Advogado que integra defesa de Luís Felipe Manvailer testa positivo para Covid-19 e júri é adiado.

Um dos advogados que integra a banca de defesa de Luis Felipe Manvailer, que é acusado pela morte de Tatiane Spitzner, testou positivo para a Covid-19. Com isso, o júri popular que estava marcado para acontecer nesta quinta (3) e sexta-feira (4), em Guarapuava, no Centro-Sul do Paraná, foi adiado.

Sem divulgar o nome do advogado de contraiu a doença, a defesa divulgou nota sobre o adiamento no começo da tarde desta quarta-feira (2). “A defesa de Luís Felipe Manvailer informa que estava pronta para participar do Julgamento Popular que começaria amanhã, porém na manhã de hoje um dos advogados de defesa testou positivo para Covid-19, o que foi imediatamente informado ao juiz do caso, que acabou por redesignar o júri para data futura”, informou a assessoria de imprensa.

A família de Tatiane Spitzner também divulgou nota sobre o adiamento: “A família de Tatiane Spitzner estava preparada e confiante no resultado condenatório do júri de Luís Felipe Manvailler, que deveria começar amanhã (3) em Guarapuava.

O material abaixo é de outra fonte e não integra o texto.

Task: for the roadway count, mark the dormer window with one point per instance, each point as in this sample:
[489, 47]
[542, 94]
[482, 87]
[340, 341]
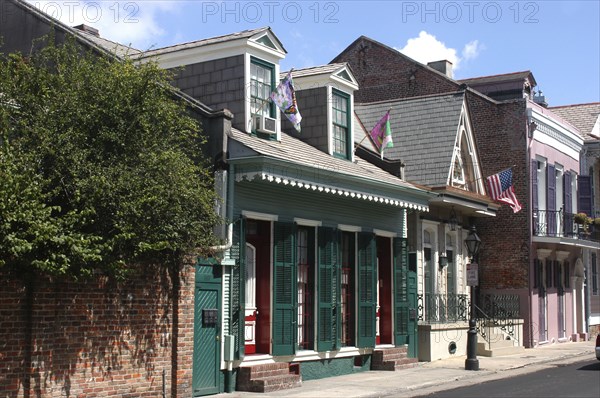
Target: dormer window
[262, 77]
[341, 124]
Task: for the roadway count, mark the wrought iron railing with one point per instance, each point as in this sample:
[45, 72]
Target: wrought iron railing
[556, 223]
[441, 308]
[500, 311]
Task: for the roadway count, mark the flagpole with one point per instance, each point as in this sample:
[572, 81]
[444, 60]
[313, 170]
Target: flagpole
[366, 135]
[485, 178]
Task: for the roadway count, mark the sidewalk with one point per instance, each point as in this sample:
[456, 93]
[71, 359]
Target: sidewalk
[433, 376]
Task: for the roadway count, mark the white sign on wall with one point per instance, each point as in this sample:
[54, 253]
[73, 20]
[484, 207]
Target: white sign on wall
[472, 274]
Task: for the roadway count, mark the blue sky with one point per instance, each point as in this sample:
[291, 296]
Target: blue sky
[559, 41]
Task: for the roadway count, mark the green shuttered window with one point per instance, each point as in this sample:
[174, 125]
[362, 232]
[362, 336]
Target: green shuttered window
[367, 289]
[284, 289]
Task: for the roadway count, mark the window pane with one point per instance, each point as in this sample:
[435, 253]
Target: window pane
[340, 124]
[260, 89]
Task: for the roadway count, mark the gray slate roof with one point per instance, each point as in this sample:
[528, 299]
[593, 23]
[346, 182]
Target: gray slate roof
[424, 131]
[293, 150]
[314, 70]
[499, 78]
[205, 42]
[582, 116]
[120, 50]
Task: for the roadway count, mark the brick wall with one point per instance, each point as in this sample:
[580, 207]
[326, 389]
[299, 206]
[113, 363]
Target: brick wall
[501, 143]
[383, 73]
[500, 136]
[99, 338]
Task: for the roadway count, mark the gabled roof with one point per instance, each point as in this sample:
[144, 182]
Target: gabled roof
[246, 34]
[338, 71]
[340, 174]
[118, 49]
[315, 70]
[585, 117]
[505, 77]
[424, 131]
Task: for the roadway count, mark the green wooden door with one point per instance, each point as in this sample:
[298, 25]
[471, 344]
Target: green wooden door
[284, 290]
[367, 289]
[328, 332]
[207, 329]
[405, 299]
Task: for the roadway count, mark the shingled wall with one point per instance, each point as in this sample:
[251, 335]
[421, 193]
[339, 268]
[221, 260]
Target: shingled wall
[99, 338]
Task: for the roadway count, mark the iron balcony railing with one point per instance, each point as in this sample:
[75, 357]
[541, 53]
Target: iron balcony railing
[556, 223]
[443, 308]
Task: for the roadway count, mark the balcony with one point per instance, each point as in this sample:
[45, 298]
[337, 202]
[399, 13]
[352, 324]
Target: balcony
[557, 224]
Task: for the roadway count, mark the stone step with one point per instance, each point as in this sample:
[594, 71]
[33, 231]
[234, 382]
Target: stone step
[498, 343]
[396, 364]
[276, 383]
[484, 351]
[265, 370]
[388, 356]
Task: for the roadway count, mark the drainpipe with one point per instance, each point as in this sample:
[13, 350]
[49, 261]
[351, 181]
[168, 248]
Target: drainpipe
[228, 197]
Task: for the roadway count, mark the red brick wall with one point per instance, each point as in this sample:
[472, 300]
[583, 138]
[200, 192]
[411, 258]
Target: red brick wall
[384, 73]
[99, 338]
[500, 137]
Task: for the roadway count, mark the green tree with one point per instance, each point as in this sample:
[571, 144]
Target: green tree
[101, 167]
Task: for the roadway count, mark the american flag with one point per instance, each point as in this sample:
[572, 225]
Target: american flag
[501, 189]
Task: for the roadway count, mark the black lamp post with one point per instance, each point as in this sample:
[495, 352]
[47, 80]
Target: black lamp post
[473, 244]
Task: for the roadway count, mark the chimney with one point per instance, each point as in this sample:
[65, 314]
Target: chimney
[443, 66]
[88, 29]
[540, 99]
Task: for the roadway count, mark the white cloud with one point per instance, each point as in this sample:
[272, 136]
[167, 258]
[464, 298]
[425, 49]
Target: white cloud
[472, 49]
[134, 23]
[427, 48]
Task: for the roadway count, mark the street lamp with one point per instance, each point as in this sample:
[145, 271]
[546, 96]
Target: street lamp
[473, 244]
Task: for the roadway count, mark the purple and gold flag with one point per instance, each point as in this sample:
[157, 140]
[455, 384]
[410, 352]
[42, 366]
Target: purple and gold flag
[382, 134]
[285, 99]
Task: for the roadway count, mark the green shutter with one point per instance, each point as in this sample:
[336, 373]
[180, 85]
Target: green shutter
[238, 287]
[367, 289]
[328, 285]
[284, 289]
[401, 305]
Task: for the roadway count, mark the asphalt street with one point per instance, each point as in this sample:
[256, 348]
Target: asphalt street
[573, 380]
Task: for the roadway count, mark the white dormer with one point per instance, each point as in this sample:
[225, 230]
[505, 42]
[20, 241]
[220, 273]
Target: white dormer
[465, 172]
[338, 86]
[236, 71]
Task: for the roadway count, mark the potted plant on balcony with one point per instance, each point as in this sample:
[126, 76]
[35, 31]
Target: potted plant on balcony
[584, 220]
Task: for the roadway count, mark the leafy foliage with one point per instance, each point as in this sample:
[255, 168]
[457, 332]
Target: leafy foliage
[100, 166]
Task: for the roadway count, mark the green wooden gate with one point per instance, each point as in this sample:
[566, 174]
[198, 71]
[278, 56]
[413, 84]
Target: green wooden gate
[367, 289]
[207, 329]
[284, 289]
[329, 286]
[405, 299]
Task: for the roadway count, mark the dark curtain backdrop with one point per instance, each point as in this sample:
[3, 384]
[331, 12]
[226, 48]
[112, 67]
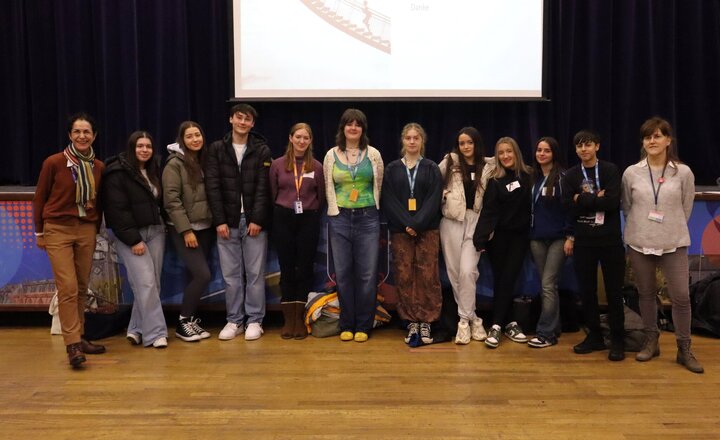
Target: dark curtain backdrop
[151, 64]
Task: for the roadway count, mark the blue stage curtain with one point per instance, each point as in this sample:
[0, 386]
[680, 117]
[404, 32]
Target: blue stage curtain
[152, 64]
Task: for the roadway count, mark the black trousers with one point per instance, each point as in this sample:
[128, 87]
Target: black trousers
[197, 267]
[507, 252]
[612, 262]
[295, 237]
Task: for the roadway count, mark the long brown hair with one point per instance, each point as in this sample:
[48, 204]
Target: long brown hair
[348, 116]
[151, 166]
[558, 166]
[658, 123]
[290, 154]
[478, 158]
[193, 162]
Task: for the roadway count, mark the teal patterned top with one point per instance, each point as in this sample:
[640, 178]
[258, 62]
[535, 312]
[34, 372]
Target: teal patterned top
[344, 183]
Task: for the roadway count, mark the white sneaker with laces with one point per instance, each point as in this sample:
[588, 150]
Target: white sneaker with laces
[493, 339]
[478, 331]
[253, 331]
[462, 337]
[230, 331]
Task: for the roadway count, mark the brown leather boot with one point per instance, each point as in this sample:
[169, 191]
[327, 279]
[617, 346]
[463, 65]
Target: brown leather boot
[651, 348]
[300, 331]
[90, 348]
[686, 358]
[75, 355]
[289, 316]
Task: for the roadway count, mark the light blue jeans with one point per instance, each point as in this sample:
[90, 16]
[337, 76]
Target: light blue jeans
[354, 239]
[549, 258]
[143, 272]
[242, 262]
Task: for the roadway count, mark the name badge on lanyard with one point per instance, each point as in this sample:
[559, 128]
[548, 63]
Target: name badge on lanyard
[412, 201]
[298, 184]
[588, 187]
[656, 215]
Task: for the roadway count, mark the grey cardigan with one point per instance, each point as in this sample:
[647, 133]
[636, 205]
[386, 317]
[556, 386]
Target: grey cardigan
[675, 201]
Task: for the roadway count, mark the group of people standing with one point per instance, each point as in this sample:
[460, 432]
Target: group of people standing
[463, 206]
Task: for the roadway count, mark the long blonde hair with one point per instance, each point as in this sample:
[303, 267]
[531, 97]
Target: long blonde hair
[417, 127]
[519, 166]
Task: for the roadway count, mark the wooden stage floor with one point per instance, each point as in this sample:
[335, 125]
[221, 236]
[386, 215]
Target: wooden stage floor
[324, 388]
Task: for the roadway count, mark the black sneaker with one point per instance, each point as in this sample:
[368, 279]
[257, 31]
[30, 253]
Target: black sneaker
[425, 334]
[590, 344]
[186, 331]
[413, 328]
[540, 342]
[617, 352]
[195, 322]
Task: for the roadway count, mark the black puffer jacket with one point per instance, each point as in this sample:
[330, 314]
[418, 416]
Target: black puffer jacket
[225, 184]
[128, 201]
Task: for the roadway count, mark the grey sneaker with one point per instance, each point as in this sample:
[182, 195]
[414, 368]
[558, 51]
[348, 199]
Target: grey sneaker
[413, 329]
[464, 334]
[478, 331]
[514, 333]
[425, 334]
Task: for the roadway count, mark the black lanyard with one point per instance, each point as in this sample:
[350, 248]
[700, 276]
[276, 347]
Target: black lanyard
[661, 180]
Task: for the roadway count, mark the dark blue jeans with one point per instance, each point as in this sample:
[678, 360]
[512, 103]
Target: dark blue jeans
[354, 239]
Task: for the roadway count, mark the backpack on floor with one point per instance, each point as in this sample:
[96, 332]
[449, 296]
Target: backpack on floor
[705, 301]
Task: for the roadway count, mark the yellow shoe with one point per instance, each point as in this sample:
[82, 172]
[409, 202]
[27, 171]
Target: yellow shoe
[361, 337]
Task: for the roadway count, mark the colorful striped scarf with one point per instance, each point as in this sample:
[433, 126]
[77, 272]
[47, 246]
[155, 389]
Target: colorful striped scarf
[85, 181]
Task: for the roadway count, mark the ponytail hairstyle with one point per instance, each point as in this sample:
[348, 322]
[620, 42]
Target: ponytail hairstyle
[478, 158]
[193, 161]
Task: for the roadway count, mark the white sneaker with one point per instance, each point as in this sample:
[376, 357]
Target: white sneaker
[463, 335]
[230, 331]
[253, 331]
[478, 331]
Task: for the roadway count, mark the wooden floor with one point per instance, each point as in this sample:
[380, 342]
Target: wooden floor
[324, 388]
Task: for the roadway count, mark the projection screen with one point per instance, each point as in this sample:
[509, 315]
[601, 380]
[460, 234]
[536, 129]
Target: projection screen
[327, 49]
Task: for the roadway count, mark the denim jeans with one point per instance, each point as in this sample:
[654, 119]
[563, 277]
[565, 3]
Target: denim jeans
[549, 257]
[242, 261]
[143, 272]
[354, 239]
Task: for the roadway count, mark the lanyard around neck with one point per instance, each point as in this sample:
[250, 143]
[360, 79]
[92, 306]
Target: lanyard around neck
[298, 181]
[661, 180]
[411, 178]
[597, 174]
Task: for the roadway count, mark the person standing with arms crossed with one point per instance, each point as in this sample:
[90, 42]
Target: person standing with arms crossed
[592, 194]
[67, 216]
[238, 189]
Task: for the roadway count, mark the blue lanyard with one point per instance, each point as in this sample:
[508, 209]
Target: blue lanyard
[354, 166]
[411, 178]
[661, 180]
[597, 174]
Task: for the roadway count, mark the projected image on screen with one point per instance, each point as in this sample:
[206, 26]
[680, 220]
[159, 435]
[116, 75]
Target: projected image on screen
[387, 48]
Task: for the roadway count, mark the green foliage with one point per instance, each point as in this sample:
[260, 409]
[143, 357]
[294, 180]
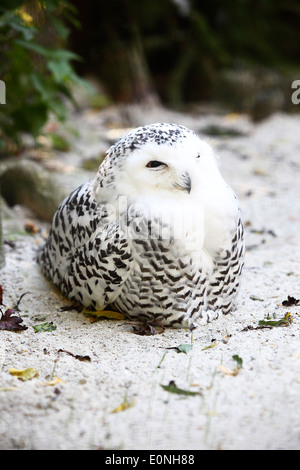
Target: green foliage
[36, 70]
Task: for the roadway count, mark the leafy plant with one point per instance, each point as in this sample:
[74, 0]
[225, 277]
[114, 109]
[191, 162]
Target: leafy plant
[37, 70]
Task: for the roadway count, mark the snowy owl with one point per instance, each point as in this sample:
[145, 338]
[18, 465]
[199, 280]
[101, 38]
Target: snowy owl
[156, 235]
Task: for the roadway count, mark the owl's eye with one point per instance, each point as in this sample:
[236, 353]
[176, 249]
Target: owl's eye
[155, 164]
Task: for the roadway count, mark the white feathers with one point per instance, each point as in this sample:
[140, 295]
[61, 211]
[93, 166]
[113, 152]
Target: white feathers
[157, 234]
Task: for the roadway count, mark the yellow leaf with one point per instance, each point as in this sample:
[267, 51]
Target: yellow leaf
[105, 314]
[52, 382]
[226, 370]
[24, 374]
[8, 389]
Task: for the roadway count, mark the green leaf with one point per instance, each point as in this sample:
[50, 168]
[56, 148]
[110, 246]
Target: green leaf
[48, 326]
[172, 388]
[284, 321]
[238, 360]
[185, 348]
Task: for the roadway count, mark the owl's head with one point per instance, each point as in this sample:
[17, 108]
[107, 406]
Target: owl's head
[162, 159]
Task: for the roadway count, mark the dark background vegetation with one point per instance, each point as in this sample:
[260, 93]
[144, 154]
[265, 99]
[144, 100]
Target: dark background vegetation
[241, 53]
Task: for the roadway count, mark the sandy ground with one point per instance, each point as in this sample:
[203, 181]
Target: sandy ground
[76, 404]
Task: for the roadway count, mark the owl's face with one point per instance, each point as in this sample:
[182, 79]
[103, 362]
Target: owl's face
[166, 160]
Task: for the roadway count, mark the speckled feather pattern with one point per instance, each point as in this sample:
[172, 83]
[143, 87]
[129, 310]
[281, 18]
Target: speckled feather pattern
[101, 254]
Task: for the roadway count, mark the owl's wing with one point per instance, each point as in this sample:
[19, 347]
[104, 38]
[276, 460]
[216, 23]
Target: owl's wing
[228, 267]
[86, 254]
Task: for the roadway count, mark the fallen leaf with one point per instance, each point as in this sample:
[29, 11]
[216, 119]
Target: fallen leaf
[124, 406]
[31, 227]
[53, 382]
[110, 314]
[185, 348]
[226, 370]
[24, 374]
[213, 345]
[172, 388]
[11, 322]
[77, 356]
[238, 360]
[290, 301]
[8, 389]
[252, 297]
[147, 328]
[284, 321]
[48, 326]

No entanto, a notícia de contaminação por Covid-19 de um membro da defesa de Manvailer foi imprevisível e levou à redesignação da data do júri. Por isso, os familiares e o assistente de acusação, Gustavo Scandelari, da Dotti e Advogados, entendem que o assunto deve ser tratado com a maior cautela possível e seguem confiantes no resultado”.

A Justiça marcou o novo júri para 25 de janeiro. Luis Felipe Manvailer está preso em uma penitenciária do Paraná.

O caso
Segundo a denúncia criminal do Ministério Público do Paraná (MP-PR), na madrugada do dia 22 de julho de 2018, após uma discussão quando retornavam de uma casa noturna, o réu passou a agredir a vítima. Parte das agressões chegou a ser registrada pelas câmeras de segurança do prédio onde o casal residia. Ao final das agressões, segundo a ação penal, a mulher teria sido lançada da sacada do apartamento pelo denunciado.

O MP-PR alega a ocorrência de feminicídio, com motivo fútil e morte mediante asfixia, além de fraude processual (por ter removido o corpo da vítima do local da queda e limpado vestígios de sangue deixado no elevador).

Manvailer foi preso após bater o carro na estrada, em São Miguel do Iguaçu, a 340 quilômetros de Guarapuava.